Use the /red-run-ctf slash command followed by your target(s). Natural language triggers have been removed to reduce AUP filter sensitivity.

Scope Gathering

The orchestrator's first action is gathering scope:

  1. Targets — IPs, hostnames, CIDR ranges
  2. Credentials — any provided usernames, passwords, hashes
  3. Rules of engagement — what's in scope, what's off-limits
  4. Objectives — flags, domain admin, data exfiltration goals

Engagement Configuration

After the CTF disclaimer, the orchestrator runs a config wizard — four quick questions that capture operator preferences for the entire engagement:

  1. Scan type — quick (top 1000) or full (all 65535)
  2. Web proxy — Burp on loopback, custom proxy, no proxy, or ask later
  3. Spray intensity — light/medium/heavy/skip default when usernames are found
  4. Cracking method — local/external/skip default when hashes are captured

Every question has an "ask each time" option that preserves the old interactive behavior. Preferences are stored in engagement/config.yaml and can be edited at any time. The config file also supports callback_ip and callback_interface overrides for reverse shell callbacks (auto-detected by default).

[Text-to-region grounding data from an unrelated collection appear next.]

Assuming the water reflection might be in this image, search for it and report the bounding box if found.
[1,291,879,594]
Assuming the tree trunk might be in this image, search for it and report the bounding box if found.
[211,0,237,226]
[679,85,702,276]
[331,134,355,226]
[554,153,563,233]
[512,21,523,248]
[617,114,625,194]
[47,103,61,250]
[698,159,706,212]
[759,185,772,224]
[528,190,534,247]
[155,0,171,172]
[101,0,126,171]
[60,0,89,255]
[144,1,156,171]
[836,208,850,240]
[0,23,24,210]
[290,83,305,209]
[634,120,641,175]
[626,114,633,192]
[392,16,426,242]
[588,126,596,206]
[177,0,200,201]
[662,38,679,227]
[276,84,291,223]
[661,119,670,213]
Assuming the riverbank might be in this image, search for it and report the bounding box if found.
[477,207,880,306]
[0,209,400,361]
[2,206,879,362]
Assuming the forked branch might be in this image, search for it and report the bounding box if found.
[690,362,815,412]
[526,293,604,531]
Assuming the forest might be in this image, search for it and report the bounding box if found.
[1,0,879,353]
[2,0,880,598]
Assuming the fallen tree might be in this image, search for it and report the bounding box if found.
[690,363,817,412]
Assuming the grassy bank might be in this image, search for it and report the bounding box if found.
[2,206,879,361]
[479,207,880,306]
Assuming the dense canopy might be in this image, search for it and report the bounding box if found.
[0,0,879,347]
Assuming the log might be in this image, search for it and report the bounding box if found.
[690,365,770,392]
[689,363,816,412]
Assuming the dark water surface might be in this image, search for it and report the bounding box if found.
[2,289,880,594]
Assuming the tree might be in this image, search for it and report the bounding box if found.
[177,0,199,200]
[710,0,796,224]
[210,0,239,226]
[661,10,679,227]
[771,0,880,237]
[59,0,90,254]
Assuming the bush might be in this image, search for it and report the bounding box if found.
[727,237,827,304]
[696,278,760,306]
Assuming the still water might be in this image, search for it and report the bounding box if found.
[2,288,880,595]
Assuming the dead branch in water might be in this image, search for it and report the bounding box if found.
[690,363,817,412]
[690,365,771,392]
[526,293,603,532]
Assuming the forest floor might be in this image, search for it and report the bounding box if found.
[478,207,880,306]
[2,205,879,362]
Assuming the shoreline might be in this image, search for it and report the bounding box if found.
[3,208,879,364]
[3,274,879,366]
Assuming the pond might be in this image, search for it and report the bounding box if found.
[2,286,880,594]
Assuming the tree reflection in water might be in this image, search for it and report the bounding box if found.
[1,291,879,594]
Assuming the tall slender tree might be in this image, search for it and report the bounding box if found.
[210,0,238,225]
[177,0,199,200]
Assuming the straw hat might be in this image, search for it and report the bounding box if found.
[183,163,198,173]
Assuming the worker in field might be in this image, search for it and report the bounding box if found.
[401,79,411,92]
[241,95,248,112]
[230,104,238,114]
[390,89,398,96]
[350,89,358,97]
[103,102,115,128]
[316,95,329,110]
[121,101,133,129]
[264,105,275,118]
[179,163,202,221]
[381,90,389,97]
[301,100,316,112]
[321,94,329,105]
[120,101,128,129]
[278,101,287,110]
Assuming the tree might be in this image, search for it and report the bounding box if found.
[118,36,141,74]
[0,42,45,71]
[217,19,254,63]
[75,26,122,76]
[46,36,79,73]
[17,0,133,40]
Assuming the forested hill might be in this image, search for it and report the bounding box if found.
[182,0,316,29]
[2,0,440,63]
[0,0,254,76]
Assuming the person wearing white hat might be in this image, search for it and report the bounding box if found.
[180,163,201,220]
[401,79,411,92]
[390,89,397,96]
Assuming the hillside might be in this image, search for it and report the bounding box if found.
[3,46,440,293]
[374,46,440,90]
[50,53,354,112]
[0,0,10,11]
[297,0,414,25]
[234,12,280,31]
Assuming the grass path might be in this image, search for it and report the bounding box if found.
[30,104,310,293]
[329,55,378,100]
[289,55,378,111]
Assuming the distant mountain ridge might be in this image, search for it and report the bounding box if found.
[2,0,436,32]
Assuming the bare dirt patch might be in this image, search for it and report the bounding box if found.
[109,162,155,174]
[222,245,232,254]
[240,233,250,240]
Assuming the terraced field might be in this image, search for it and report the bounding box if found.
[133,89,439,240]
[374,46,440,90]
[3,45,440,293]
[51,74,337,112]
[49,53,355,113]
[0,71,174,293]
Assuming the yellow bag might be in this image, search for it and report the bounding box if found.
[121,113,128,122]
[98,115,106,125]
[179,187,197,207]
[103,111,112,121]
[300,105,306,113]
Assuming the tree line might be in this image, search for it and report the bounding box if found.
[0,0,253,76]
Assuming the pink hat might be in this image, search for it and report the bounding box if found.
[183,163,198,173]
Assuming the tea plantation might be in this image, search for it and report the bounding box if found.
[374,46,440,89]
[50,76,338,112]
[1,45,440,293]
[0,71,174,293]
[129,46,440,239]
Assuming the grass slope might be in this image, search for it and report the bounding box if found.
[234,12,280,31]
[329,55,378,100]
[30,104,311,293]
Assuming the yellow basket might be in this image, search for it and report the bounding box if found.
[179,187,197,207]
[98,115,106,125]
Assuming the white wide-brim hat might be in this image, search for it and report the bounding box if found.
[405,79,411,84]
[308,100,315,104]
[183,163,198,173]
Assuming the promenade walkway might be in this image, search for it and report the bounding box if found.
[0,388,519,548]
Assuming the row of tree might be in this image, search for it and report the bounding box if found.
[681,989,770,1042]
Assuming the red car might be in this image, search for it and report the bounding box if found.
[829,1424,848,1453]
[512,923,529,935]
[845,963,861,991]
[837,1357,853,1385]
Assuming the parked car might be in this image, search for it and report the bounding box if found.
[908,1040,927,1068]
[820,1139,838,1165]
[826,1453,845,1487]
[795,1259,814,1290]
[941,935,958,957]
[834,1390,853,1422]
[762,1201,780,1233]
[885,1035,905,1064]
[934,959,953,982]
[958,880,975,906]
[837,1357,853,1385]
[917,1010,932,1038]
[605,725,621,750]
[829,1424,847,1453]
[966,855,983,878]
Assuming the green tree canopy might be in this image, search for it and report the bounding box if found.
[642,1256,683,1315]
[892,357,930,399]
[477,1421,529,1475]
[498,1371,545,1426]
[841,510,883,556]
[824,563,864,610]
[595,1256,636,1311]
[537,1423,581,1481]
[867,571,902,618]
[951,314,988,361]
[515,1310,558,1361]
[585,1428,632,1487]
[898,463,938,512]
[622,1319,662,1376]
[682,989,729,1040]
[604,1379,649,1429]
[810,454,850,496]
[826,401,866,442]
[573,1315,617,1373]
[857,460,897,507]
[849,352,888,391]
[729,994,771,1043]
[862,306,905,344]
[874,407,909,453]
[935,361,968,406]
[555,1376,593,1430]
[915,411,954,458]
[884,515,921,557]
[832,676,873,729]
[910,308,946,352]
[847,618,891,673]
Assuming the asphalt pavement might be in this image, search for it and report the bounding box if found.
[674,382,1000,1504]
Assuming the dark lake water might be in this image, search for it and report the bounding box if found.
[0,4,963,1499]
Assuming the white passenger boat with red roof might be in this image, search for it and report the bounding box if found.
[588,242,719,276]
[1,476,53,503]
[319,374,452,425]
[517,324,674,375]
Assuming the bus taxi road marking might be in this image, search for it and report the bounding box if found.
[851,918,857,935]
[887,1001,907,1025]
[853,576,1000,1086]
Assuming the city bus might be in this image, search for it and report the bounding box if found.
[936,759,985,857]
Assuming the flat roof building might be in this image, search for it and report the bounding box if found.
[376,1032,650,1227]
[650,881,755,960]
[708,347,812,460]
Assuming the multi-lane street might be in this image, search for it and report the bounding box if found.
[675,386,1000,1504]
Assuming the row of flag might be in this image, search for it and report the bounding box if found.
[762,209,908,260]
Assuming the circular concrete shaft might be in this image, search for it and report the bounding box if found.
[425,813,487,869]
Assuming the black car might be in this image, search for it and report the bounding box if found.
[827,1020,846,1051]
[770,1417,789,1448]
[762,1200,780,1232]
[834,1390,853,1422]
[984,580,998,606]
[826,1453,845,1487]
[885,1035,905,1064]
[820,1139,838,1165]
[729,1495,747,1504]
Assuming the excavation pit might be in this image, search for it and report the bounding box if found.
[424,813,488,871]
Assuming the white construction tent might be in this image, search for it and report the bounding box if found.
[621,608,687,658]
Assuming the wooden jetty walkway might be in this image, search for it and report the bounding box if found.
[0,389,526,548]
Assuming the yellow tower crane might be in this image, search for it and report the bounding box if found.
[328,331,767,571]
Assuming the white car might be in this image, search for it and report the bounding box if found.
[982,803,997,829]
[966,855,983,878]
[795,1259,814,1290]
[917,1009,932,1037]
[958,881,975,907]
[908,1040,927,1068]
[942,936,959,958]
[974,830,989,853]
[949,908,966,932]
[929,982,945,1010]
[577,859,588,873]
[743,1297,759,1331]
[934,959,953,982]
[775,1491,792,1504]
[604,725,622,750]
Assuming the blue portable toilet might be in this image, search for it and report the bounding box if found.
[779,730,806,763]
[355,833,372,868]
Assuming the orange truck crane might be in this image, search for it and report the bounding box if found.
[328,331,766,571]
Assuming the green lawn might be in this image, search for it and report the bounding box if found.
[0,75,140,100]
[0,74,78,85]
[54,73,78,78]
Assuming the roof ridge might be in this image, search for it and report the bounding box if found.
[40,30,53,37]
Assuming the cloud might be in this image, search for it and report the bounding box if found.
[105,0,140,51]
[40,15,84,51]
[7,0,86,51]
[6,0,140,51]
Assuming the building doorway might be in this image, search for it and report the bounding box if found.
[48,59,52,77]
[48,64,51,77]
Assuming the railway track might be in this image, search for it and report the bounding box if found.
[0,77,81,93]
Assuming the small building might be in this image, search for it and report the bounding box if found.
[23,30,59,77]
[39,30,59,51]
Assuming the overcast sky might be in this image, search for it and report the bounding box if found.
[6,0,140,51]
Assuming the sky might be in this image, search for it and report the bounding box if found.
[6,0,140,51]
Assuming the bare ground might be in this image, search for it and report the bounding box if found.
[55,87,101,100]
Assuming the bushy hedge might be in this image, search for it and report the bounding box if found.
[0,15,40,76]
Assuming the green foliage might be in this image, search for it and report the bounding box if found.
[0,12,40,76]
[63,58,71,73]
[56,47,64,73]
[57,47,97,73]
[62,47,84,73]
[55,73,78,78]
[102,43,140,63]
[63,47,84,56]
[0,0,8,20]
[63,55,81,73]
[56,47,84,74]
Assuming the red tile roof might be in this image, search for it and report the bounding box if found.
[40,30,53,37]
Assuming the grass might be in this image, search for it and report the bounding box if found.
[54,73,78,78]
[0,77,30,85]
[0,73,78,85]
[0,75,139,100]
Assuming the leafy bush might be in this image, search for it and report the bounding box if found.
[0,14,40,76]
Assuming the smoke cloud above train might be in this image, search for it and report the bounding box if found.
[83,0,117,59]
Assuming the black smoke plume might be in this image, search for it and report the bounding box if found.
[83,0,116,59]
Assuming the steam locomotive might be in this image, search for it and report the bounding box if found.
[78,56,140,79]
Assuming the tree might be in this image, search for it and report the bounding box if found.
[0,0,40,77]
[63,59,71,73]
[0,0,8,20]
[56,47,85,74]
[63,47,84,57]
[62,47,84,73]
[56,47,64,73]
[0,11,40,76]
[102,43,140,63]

Config values either skip hard stops entirely (scan type and web proxy use the config value without asking) or pre-select defaults in hard stops that still fire (spray and cracking still show context but the operator confirms with one keystroke).

Engagement Directory

The orchestrator creates the engagement directory structure:

engagement/
├── config.yaml       # Operator preferences from config wizard
├── scope.md          # Target scope and rules of engagement
├── state.db          # SQLite engagement state database
├── dump-state.sh     # Export state.db as markdown (operator convenience)
├── web-proxy.json    # Machine-readable web proxy config
├── web-proxy.sh      # Shell env vars for web proxy (sourced by agents)
└── evidence/         # Saved output and dumps
    └── logs/         # Agent JSONL transcripts

It initializes state.db via init_engagement(), writes the scope to scope.md, and generates config.yaml from the wizard answers.

Engagement Workflow

The orchestrator follows this decision flow from target to objective:

Engagement workflow: Scope → Recon → Attack Surface → Discovery & Exploitation → Chaining → Complete

Reconnaissance

After scope setup, the orchestrator runs reconnaissance.

Scan Type Selection

If config.yaml has a scan_type value, the orchestrator uses it directly — no hard stop. The operator still approves the task assignment, so they can override at that point. If scan_type is omitted (operator chose "ask each time"), the orchestrator pauses to ask.

Options: Quick (top 1000), Full (all 65535), Custom (operator-specified flags), or Import XML (existing nmap output).

The lead spawns a net-enum teammate with the network-recon skill, which runs nmap via the nmap-server MCP and enumerates discovered services.

Hostname Resolution

When nmap discovers hostnames that don't resolve from the attackbox, the orchestrator hits a hard stop:

  1. Writes a hosts-update.sh script with the required /etc/hosts entries
  2. Pauses and asks the operator to run it
  3. Resumes only after confirmation

This pattern repeats when web discovery finds virtual hosts that need resolution.

Web Discovery

If HTTP/HTTPS ports are found, the orchestrator resolves the web proxy decision before assigning any web teammate. If config.yaml has a web_proxy section, the orchestrator writes the persistence files (web-proxy.json, web-proxy.sh, scope.md ## Web Proxy section) automatically — no hard stop. If web_proxy is omitted from config, the orchestrator pauses to ask the operator.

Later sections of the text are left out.